O ustosunkowanie się do powyższego listu poprosiliśmy p.o. dyrektora Szpitala Powiatowego w Szczytnie Marka Michniewicza. Oto jego odpowiedź:

(...) Problem, z jakim codziennie borykają się nasi dyspozytorzy to brak elementarnej wiedzy społeczeństwa na temat obowiązków lekarza podstawowej opieki zdrowotnej i obowiązków pogotowia w nowym systemie ratownictwa.

Od 1 stycznia 2008 r. podstawowy zespół ratowniczy składa się z wykwalifikowanych ratowników medycznych, którzy przygotowani są do szybkich akcji ratowniczych, zabezpieczenia pacjenta i przewiezienia go do najbliższego szpitala. Tymczasem lekarz rodzinny ma obowiązek zajmowania się swoimi pacjentami w sytuacji zachorowania i pogorszenia stanu zdrowia. Opieka taka jest zagwarantowana każdemu ubezpieczonemu pacjentowi przez 24 godziny i opłacana przez NFZ lekarzowi poz.
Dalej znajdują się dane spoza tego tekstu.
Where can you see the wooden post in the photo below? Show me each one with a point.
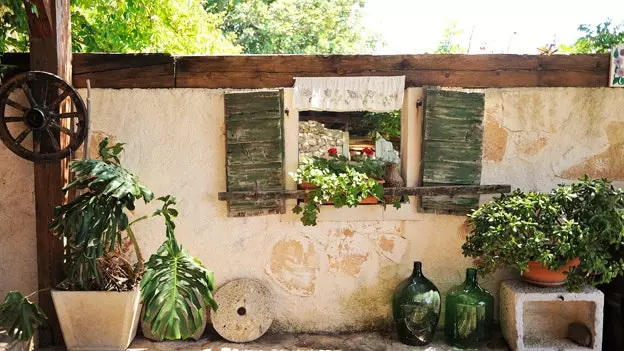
(50, 51)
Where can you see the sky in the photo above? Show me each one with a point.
(489, 26)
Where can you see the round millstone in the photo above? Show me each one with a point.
(245, 310)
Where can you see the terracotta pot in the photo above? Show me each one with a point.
(542, 276)
(97, 320)
(306, 186)
(369, 200)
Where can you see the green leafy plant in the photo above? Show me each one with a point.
(175, 286)
(598, 209)
(95, 221)
(338, 181)
(584, 219)
(598, 39)
(172, 279)
(19, 316)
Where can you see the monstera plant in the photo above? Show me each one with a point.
(176, 288)
(97, 232)
(19, 316)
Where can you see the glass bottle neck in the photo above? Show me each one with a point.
(471, 277)
(417, 269)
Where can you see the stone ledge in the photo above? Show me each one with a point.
(535, 318)
(364, 341)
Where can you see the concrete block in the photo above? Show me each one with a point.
(537, 319)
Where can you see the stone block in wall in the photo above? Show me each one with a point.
(315, 139)
(535, 318)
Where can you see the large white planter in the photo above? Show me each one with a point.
(97, 320)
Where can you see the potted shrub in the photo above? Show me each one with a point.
(339, 181)
(19, 318)
(98, 304)
(569, 236)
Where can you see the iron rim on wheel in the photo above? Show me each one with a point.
(41, 117)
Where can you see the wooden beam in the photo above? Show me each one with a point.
(124, 70)
(50, 51)
(410, 191)
(275, 71)
(473, 71)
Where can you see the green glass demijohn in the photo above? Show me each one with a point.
(468, 314)
(416, 308)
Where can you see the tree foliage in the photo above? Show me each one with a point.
(448, 43)
(596, 40)
(172, 26)
(296, 26)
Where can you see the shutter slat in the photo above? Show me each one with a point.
(453, 138)
(254, 149)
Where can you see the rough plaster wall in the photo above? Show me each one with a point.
(537, 138)
(18, 249)
(339, 275)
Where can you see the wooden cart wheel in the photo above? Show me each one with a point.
(27, 122)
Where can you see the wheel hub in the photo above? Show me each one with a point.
(35, 118)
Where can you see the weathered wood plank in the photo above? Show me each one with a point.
(448, 190)
(453, 140)
(348, 64)
(273, 71)
(50, 47)
(447, 78)
(254, 153)
(254, 150)
(124, 70)
(240, 131)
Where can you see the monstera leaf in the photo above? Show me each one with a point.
(94, 222)
(175, 288)
(19, 316)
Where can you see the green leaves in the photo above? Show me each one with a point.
(338, 182)
(584, 219)
(176, 288)
(596, 40)
(295, 26)
(93, 223)
(19, 316)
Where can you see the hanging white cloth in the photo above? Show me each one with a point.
(375, 94)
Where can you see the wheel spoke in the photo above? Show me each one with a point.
(45, 93)
(16, 105)
(55, 143)
(22, 135)
(70, 115)
(63, 129)
(58, 100)
(28, 94)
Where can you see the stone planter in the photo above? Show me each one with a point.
(97, 320)
(542, 276)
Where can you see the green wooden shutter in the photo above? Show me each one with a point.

Nie może być takiej sytuacji jak ta wynikająca z nagrania, że wzywająca pogotowie mówi, że Pani doktor nie przyjedzie, bo pracuje do 15.00. Wiedza na temat praw pacjenta do podstawowej opieki lekarskiej powinna być przekazywana przez lekarzy rodzinnych, ale sami wiemy, jak to wygląda. Codziennie trafiają do szpitala osoby, którymi powinien zająć się lekarz rodzinny.

Może więc za pośrednictwem „Kurka” można stworzyć cykl artykułów, które w przystępny sposób przybliżą społeczeństwu zasady panujące w obecnym systemie ochrony zdrowia.